Esse despertar alienante, em que inúmeros se submetem espontaneamente no tempo vigente, ocorre por meio de narrativas, como essa trajetória do protagonista Dorian Gray. Pela leitura e o entendimento da personagem, reconhece-se que acentuada individualidade promove de fato a perda de singularidades. O indivíduo que se imagina liberto e é contra qualquer possibilidade de cercear a mínima liberdade é exatamente o ser facilmente controlado e manipulável.

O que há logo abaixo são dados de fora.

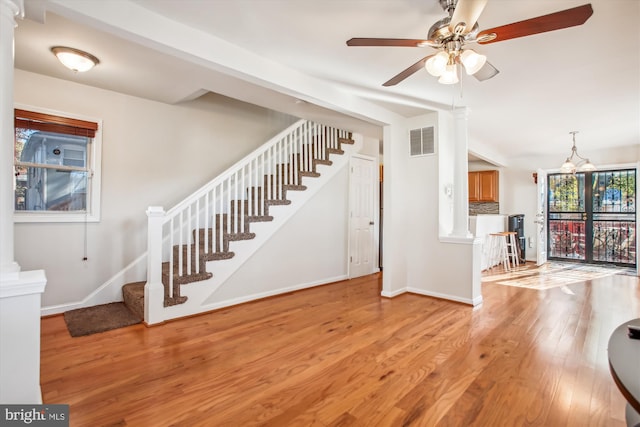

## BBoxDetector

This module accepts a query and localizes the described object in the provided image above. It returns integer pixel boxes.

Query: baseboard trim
[41,300,86,316]
[406,287,476,306]
[199,274,349,313]
[380,288,406,298]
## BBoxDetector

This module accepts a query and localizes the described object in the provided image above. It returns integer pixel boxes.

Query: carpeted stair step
[195,226,257,254]
[264,170,305,191]
[213,214,260,241]
[122,281,145,320]
[166,245,214,283]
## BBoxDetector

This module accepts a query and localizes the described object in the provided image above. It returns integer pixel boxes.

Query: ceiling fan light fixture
[460,49,486,75]
[425,51,449,76]
[438,63,459,84]
[51,46,99,72]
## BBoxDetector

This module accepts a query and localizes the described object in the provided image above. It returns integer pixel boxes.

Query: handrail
[165,119,307,218]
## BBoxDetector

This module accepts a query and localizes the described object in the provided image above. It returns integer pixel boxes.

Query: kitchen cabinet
[468,170,499,202]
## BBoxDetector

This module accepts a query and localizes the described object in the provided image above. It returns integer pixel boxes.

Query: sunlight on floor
[482,262,635,290]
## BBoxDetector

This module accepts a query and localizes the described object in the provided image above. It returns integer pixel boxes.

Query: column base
[0,269,47,404]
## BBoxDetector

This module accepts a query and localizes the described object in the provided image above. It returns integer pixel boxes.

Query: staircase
[121,120,355,325]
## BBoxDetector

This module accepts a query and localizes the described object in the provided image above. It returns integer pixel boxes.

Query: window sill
[14,212,100,223]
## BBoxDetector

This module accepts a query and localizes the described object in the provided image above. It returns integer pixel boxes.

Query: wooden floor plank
[39,267,639,426]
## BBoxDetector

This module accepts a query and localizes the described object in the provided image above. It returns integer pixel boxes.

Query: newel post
[145,206,165,325]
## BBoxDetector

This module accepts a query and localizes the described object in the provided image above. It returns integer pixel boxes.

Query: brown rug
[63,302,142,337]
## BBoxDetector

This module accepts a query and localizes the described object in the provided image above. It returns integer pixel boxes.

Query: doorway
[547,168,636,267]
[348,155,378,278]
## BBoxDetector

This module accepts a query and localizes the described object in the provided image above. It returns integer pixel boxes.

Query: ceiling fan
[346,0,593,86]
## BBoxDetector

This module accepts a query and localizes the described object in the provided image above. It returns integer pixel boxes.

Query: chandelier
[560,131,596,174]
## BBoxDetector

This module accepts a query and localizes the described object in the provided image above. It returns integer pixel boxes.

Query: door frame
[347,153,379,279]
[536,168,547,266]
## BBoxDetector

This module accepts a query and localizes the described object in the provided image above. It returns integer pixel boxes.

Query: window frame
[13,104,102,223]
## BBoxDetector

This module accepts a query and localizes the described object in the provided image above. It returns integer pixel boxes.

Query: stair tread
[266,199,291,206]
[247,215,274,222]
[122,281,145,294]
[283,185,307,191]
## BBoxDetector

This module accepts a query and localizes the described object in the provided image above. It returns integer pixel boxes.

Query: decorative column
[0,0,22,280]
[450,107,472,238]
[0,0,48,405]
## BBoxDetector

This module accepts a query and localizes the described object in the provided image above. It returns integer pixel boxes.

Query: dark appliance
[508,214,525,262]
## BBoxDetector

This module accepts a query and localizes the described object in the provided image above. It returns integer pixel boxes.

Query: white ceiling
[14,0,640,165]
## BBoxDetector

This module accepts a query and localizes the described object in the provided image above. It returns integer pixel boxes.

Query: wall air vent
[409,126,435,157]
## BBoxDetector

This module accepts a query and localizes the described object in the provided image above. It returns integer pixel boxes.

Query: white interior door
[349,156,376,278]
[536,168,547,266]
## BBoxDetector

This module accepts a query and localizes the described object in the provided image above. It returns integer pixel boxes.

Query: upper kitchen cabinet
[468,170,499,202]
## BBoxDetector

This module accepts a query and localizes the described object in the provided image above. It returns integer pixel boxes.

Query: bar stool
[488,233,510,271]
[503,231,520,269]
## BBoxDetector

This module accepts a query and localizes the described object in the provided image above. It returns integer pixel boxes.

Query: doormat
[483,262,627,290]
[63,302,142,337]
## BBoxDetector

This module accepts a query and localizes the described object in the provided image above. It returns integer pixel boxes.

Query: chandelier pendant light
[560,131,596,174]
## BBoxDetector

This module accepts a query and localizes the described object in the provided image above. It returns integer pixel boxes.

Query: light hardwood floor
[40,267,640,426]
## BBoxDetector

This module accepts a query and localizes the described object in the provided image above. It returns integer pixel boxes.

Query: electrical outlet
[528,237,533,248]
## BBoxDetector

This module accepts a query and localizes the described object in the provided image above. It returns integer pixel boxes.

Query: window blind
[15,109,98,138]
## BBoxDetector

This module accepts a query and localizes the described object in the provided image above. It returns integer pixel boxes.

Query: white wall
[381,122,410,297]
[14,70,298,307]
[381,110,479,304]
[499,168,537,260]
[206,165,350,304]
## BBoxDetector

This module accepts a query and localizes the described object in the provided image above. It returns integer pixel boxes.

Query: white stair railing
[144,119,349,324]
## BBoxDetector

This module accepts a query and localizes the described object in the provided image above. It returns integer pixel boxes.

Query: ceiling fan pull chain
[458,65,464,99]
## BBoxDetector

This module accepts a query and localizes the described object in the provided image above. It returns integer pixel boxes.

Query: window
[14,107,102,222]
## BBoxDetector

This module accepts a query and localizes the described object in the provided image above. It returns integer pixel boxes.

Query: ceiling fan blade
[382,55,434,87]
[473,61,499,81]
[346,38,437,48]
[449,0,489,34]
[477,3,593,44]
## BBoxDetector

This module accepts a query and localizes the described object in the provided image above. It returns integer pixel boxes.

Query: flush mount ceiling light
[51,46,99,72]
[560,131,596,174]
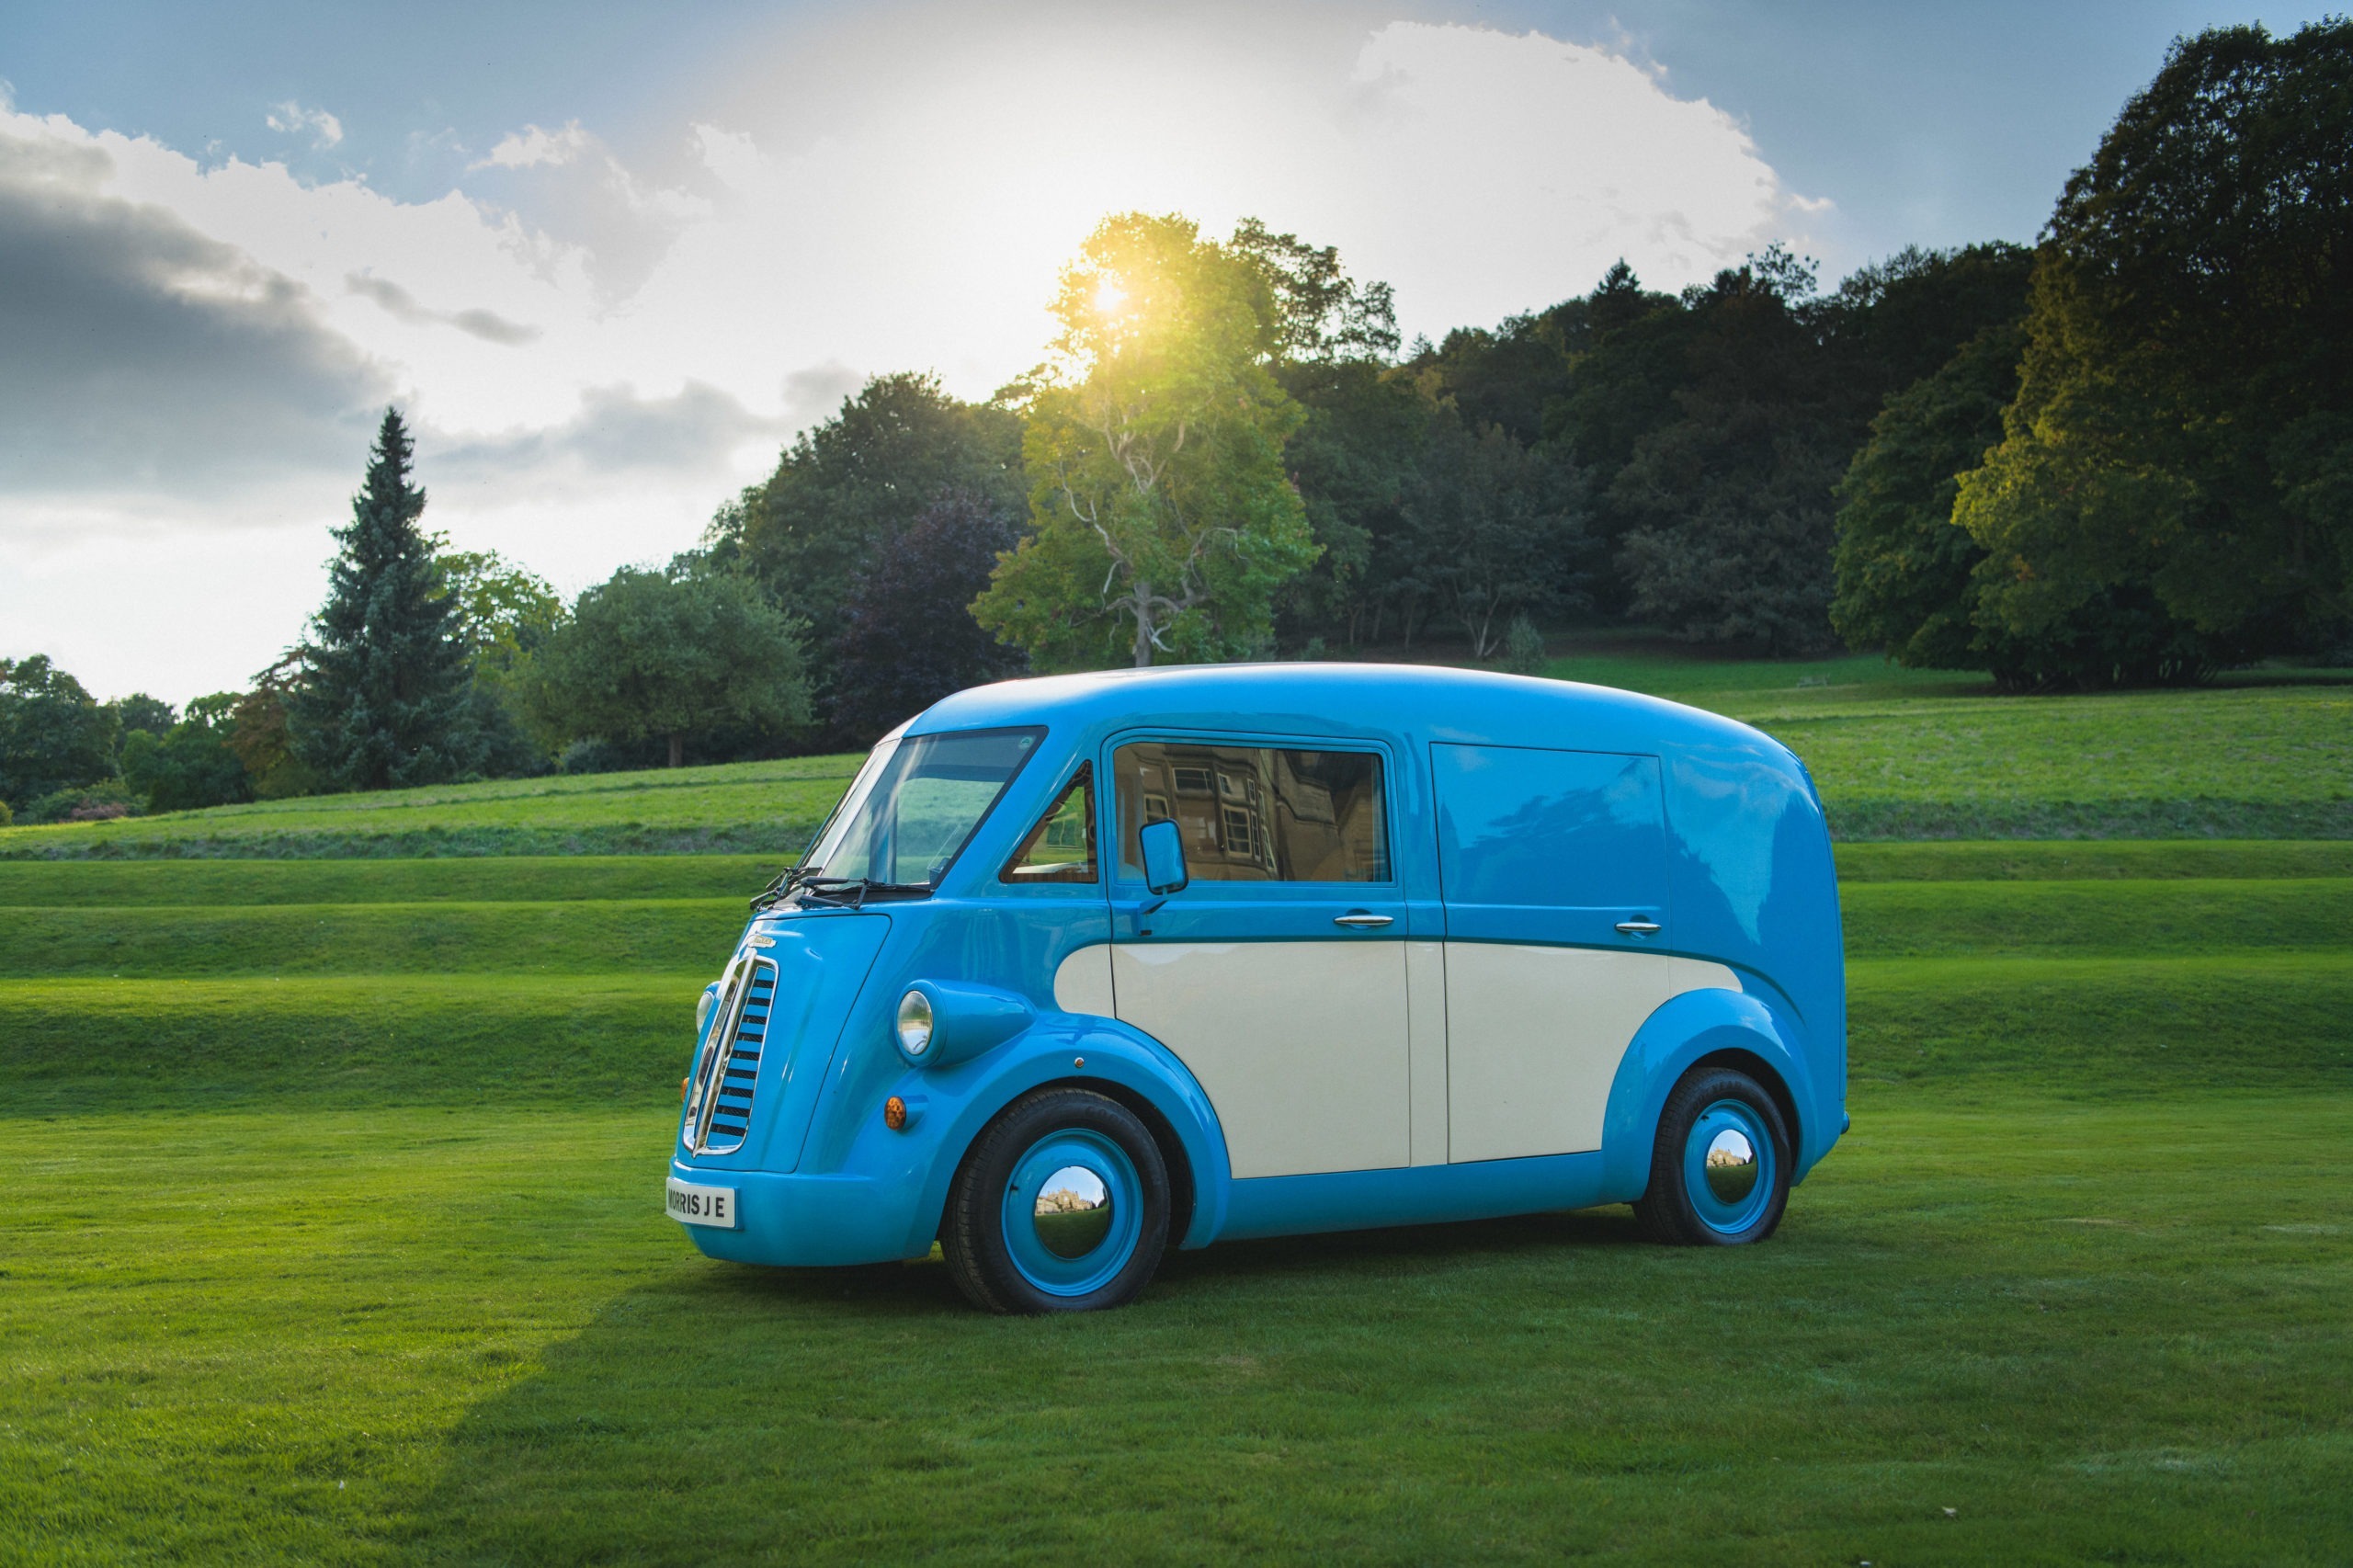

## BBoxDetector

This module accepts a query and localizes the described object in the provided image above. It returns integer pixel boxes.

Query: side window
[1001,767,1097,883]
[1114,742,1388,882]
[1432,744,1665,909]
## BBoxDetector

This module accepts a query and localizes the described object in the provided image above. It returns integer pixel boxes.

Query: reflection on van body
[667,664,1846,1312]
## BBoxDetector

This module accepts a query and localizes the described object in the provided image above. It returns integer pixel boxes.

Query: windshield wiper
[749,864,811,913]
[795,876,932,908]
[750,869,929,912]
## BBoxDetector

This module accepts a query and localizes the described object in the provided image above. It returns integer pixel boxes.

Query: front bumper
[667,1158,928,1267]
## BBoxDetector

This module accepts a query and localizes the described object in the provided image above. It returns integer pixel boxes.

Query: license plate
[666,1176,739,1229]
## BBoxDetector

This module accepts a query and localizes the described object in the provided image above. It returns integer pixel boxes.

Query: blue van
[667,664,1846,1312]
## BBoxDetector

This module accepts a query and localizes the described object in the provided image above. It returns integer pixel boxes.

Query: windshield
[799,727,1043,888]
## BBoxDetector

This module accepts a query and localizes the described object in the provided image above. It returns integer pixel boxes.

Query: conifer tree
[295,409,478,790]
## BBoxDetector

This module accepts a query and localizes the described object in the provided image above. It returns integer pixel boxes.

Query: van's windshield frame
[791,726,1046,898]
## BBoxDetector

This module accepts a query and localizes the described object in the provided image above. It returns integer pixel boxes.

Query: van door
[1433,744,1721,1164]
[1107,739,1409,1179]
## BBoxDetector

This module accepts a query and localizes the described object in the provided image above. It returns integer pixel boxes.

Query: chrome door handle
[1614,919,1662,936]
[1333,913,1394,928]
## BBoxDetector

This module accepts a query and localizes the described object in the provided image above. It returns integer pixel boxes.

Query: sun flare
[1092,277,1129,316]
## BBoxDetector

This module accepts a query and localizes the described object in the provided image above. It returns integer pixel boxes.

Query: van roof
[908,662,1790,766]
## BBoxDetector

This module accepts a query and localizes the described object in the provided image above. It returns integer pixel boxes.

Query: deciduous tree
[0,654,118,812]
[1953,20,2353,683]
[121,694,252,812]
[974,213,1319,668]
[525,562,811,768]
[829,492,1028,744]
[1399,419,1590,658]
[1831,324,2027,672]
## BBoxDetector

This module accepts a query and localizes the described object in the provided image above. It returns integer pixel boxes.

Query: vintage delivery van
[667,664,1847,1312]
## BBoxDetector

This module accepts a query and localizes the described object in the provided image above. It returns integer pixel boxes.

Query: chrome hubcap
[1702,1128,1758,1204]
[1031,1165,1114,1258]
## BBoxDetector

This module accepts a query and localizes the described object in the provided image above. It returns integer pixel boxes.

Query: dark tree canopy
[525,562,812,768]
[1953,19,2353,682]
[1608,252,1852,653]
[1274,358,1440,646]
[0,654,119,812]
[829,491,1029,744]
[1831,324,2028,672]
[120,693,252,813]
[229,652,318,800]
[1827,242,2035,398]
[108,693,178,744]
[294,409,482,790]
[1398,418,1591,658]
[717,372,1024,634]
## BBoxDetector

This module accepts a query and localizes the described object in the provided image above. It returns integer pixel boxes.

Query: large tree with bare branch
[973,213,1318,668]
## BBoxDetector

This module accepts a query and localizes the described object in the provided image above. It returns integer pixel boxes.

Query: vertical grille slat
[686,958,778,1155]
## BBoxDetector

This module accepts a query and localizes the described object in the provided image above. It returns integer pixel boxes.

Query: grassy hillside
[3,846,2347,1562]
[3,653,2346,858]
[0,756,858,859]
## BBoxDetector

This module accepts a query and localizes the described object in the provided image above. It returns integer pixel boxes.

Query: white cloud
[473,120,593,170]
[0,10,1827,701]
[265,99,343,149]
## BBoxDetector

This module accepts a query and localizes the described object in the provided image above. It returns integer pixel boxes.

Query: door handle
[1333,913,1394,929]
[1614,919,1662,936]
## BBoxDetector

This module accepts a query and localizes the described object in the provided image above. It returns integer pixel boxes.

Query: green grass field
[3,650,2346,859]
[0,757,858,859]
[3,665,2348,1562]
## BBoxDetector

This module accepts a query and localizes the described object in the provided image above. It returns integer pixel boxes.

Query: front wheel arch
[936,1074,1197,1257]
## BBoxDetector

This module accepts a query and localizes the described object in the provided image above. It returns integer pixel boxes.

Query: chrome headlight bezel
[895,988,935,1059]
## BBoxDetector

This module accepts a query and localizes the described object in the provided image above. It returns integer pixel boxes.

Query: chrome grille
[686,954,777,1155]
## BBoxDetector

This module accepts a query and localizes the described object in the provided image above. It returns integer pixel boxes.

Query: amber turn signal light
[884,1095,909,1131]
[680,1075,689,1104]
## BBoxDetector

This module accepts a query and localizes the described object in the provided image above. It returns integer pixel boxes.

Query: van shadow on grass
[392,1208,1650,1564]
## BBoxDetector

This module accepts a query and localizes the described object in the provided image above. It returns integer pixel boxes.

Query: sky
[0,0,2335,704]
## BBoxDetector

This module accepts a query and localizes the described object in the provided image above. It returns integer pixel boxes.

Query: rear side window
[1433,744,1665,909]
[1114,742,1389,882]
[1002,767,1097,883]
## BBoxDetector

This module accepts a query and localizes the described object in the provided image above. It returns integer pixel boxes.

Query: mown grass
[3,658,2347,859]
[0,976,693,1113]
[1835,839,2353,881]
[3,844,2350,1562]
[0,855,775,905]
[0,900,745,978]
[1749,686,2353,840]
[5,1096,2347,1564]
[0,758,856,860]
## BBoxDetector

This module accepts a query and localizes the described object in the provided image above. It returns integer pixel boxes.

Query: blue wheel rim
[1684,1097,1776,1235]
[1001,1129,1143,1297]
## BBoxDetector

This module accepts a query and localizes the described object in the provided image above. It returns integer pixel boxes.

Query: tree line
[4,19,2343,823]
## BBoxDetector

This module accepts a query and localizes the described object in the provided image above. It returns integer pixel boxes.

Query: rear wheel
[941,1087,1170,1313]
[1632,1066,1791,1246]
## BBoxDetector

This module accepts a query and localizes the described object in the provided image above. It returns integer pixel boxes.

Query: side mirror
[1139,818,1189,896]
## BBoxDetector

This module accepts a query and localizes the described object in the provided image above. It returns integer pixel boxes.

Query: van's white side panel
[1444,945,1738,1163]
[1110,940,1410,1178]
[1052,943,1116,1017]
[1405,939,1449,1166]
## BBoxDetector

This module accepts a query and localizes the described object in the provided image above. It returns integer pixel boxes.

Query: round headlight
[696,987,718,1034]
[896,989,935,1057]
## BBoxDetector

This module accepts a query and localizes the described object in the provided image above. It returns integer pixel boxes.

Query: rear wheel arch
[1687,1046,1800,1158]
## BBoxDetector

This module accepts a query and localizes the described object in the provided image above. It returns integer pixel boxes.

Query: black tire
[1631,1065,1792,1246]
[940,1087,1171,1314]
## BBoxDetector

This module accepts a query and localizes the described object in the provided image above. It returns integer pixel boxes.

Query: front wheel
[941,1087,1171,1313]
[1632,1066,1791,1245]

Dessarte, supõe-se senhor de si, como Gray assim se considerava; na prática, acaba sendo os manipulados por Dorian Gray, tornando-se agentes da própria destruição e da perda completa de si. Esse sentido evidencia-se no seguinte trecho da obra: “Quanto a ser envenenado por um livro, não existe nada disso. A arte não tem influência sobre a ação. Ela aniquila o desejo de agir. Ela é soberbamente estéril. Os livros que o mundo chama de imorais são livros que mostram ao mundo a sua própria vergonha”.
 
Essas ideias poderiam ser analisadas sob dois contextos aparentemente distintos. O primeiro contexto da obra destaca a produção escrita, que inflama os sujeitos à intensidade da vida, é realizadora de aprendizagens por despertar nos sujeitos vivências sem fronteiras que são desestimuladas por obras doutrinadoras de padronizações morais. O segundo contexto, como da própria realização literária de Oscar Wilde, pode expressar as fissuras propagadas pelos meios de condução de uma vida moderna ou pós-moderna na plenitude. Denuncia-se, portanto, as ilusões e os estabelecimento de mesmidade superficial para todos.